Savaşın tüm acı yönlerini ailesiyle birlikte yaşamıştır. Ailesiyle mutlu yaşadıkları evlerinden babasının milisler tarafından götürülmesiyle Akmescit’e taşınmışlar, çok sıkıntı çekmişlerdir. Babası geri dönünce bir süre iş bulamamış, kümesten bozma bir evde zor bir hayat sürmüşlerdir. Durumları biraz düzeldikten sonra kötü de olsa bir eve taşınabilmişler, babasının ısrarı üzerine Sadık okumak için işini bırakmıştır. Babası sürekli olarak oğluna Türk olmanın üstünlüğünden bahsederek, kahramanlık hikâyeleri okuyarak onun millî duygularını güçlendirirken, bir yandan da Siyer-i Nebi ile de dinî duygularını güçlendirmektedir. Sadık Tatarları en temiz ve masum millet olarak tanır. Rusların yok etmek istedikleri de Tatarların bu milliyetçilik duygusu ve milli özleridir.
Savaşın Korkunç Yüzü
Romanda, savaşın dağıttığı, erkeksiz bıraktığı yuvalar, anlamsız bir hırs için milletlerin birbirlerini yok ettikleri ceset dolu savaş alanları, mutlu manzaraların birden kana bulanmasıyla ortaya çıkan harap şehirler, insanların acı ve işkence dolu insanlık dışı bir hayata mahkûm edilmesi, insansız kalan, yakılan yıkılan memleketler vb. kötü olan her yönü ile savaşın gerçek acı yüzü vardır. Gerçek hayatı yansıtan bu roman, devletler savaşının bedelini, sadece masum insanların ödediğini de göstermektedir. Almanlar, savaş sırasında yenilenlere her türlü zulmü yapmaktan çekinmez, bundan zevk alırlar. Anlamsız, sırf eğlenmek için, egolarını tatmin etmek için ağır bedeller ödetirler esirlere.

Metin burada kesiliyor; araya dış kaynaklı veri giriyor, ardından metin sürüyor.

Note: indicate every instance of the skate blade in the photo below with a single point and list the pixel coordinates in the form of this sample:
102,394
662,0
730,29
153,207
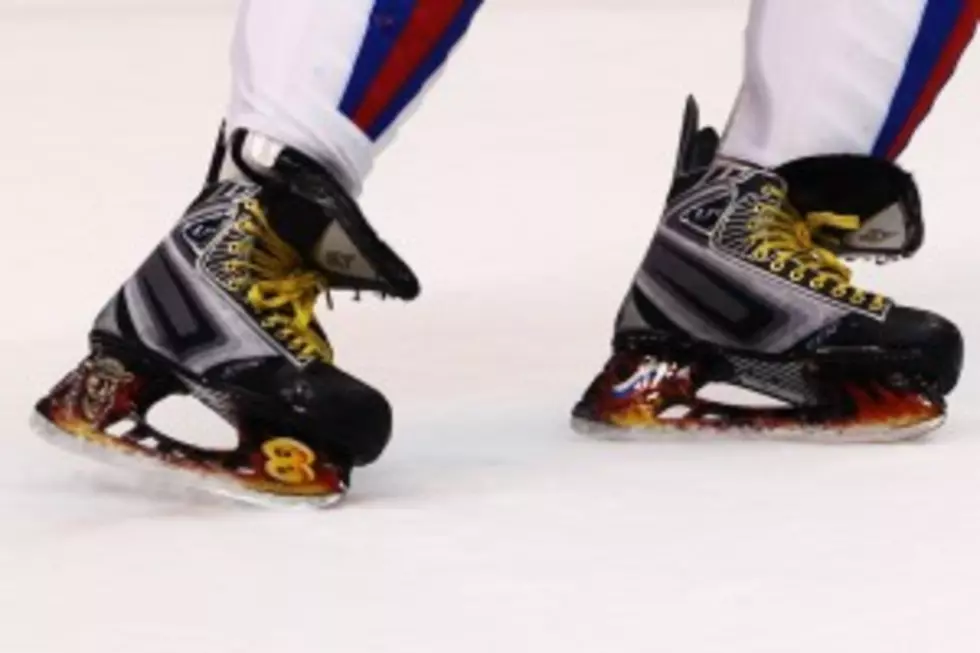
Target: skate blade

Öte yandan onların casusluğuna ihtiyaç duyduklarında aynı Alman askeri, Rus askerlerine karşı çok kibar davranır. Bu ayrıntı da Almanların iç yüzünü tüm gerçekçiliğiyle ortaya sermektedir. Almanlar, düşmanlarını mağlup etmek için her türlü aşağılık yolu kullanmakta, savaş ahlâkına zerre kadar sahip olmadıklarını göstermektedirler. Herkesi korkutan Rus-Bolşevik hâkimiyetinin de içyüzüne yer verilmektedir. 150 bin askeriyle Almanların tarafına geçen General Maksimenko da Rus ordusunun gücünü yitirdiğinin göstergesidir. Sadık, mecbur kaldığı için Rus ordusuna girmiştir. Esir iken de Türk olduğunu gururla ve cesur bir şekilde savunmaktan geri durmamıştır. O, ancak vatanı için savaşacaktır bundan sonra. Bu nedenle Türkistanlıların davasını çabuk benimsemiştir. Kalbi milleti için atmaktadır. Sadık ve vatandaşlarının bağlılık öyküleri, Sovyet Rusya’nın, Kırım Türklerinin milliyetçilik duygularını köreltemediğinin en güzel kanıtıdır.